In 2019, the loan limit was $314,827. In 2020, that limit has increased to $331,760. This is an increase of almost $17,000 for counties all across the country.

A conforming loan (a type of conventional loan through Fannie Mae or Freddie Mac) limit is $510,400. The FHA limit is set at 65% of the conforming loan limit

There are 70 counties across the U.S. that are considered “high-cost areas.” These are counties where home prices are significantly higher than in other places in the country.

If you live in one of these counties, the FHA understands the costs of living there is much higher. The limit for 2020 for a “high-cost” county is $765,600. This higher limit is an increase of almost $40,000 from the 2019 limit. 

VA Loans

If you are a veteran from the United States military, you might consider a VA (Veteran’s Affairs) loan. It might be the key for you to step into homeownership. While a VA loan can involve a few more hoops to jump through to get, it might be worth it for you to consider if you are a veteran. 

A VA loan is a type of loan you get from a private lender. However, it is backed by the Department of Veterans Affairs. There are some real financial advantages of VA loan over an FHA loan to consider. 

Eligibility

A VA loan obviously has some connection to military service. This can come in a variety of forms. So, who is eligible for a VA loan? If you meet one or more of these criteria, you can be eligible:

  • If you are a member of the regular military, veteran, reservists, and National Guard
  • Spouses of deceased or disabled veterans
  • Served at 6 months of active duty
  • Wartime service of 90 consecutive days of service
  • More than a half year of non-wartime service

If you are a reservist or National Guard member, six years of active service qualifies you for a VA loan

VA loans must also be for primary residences and not vacation homes or second properties.

Loan Features

Remember, that VA loans are still private loans that are backed by the VA. So, you must still meet the criteria of the private lender in regards to credit score, credit history, income verification, and debt to income ratio.

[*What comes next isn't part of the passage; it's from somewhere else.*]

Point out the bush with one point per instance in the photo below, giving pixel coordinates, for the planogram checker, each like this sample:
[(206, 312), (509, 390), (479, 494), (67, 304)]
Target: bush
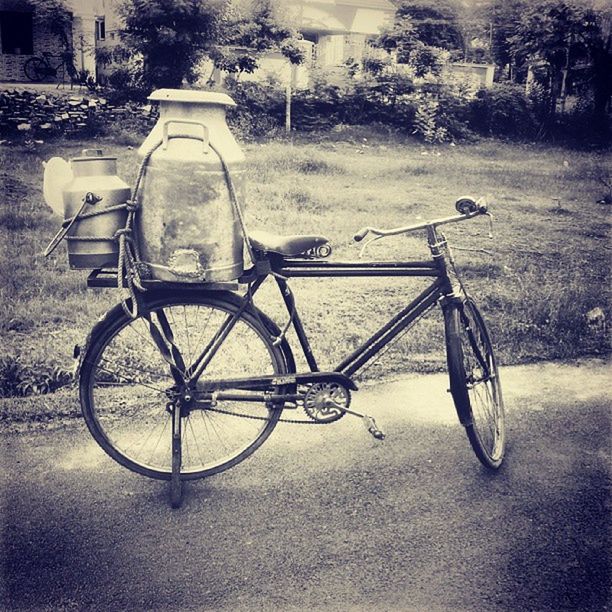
[(19, 380), (502, 110)]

The real advantage of a VA loan compared to an FHA loan is that the borrower is not required to pay private mortgage insurance. Not having to pay PMI can save in monthly payments. It can also save the borrower thousands over the course of the loan.

Getting a low-income FHA loan requires those two types of insurance payments. This is money saved when you get a VA loan instead. There is, however, a one time fee attached to VA loans

2020 Limits

2020 has brought about some real changes for VA loans, some good and some not as good. 

First, the VA has, in most cases, removed the limits on a VA loan. This gives military personnel and veterans more buying power in the housing market, especially in high-cost areas.

2020 limits of $510,400 will remain in place for any eligible member who already has a VA loan of any type or has previously defaulted on a VA loan. This limit is the same set by the FHFA for conforming loans.

While the loan limit is lifted for most VA loans, a positive, the one fee associated with this loan is increasing. This fee varies depending on your circumstances.

If you are a first time VA loan buyer with no money down, you will pay a fee of 2.3% of the loan amount. This rate is up from 2.19% in 2019. This fee can be paid upfront or looped into the loan amount in most cases.

Understanding FHA and VA Loan Limits for 2020

Beyond finding the perfect house, there is much to consider when getting a mortgage for your home purchase. There are some real advantages to FHA and VA loans if you qualify. 

The increase in FHA loan limits and the VA loan limits removal makes them pretty desirable loan options.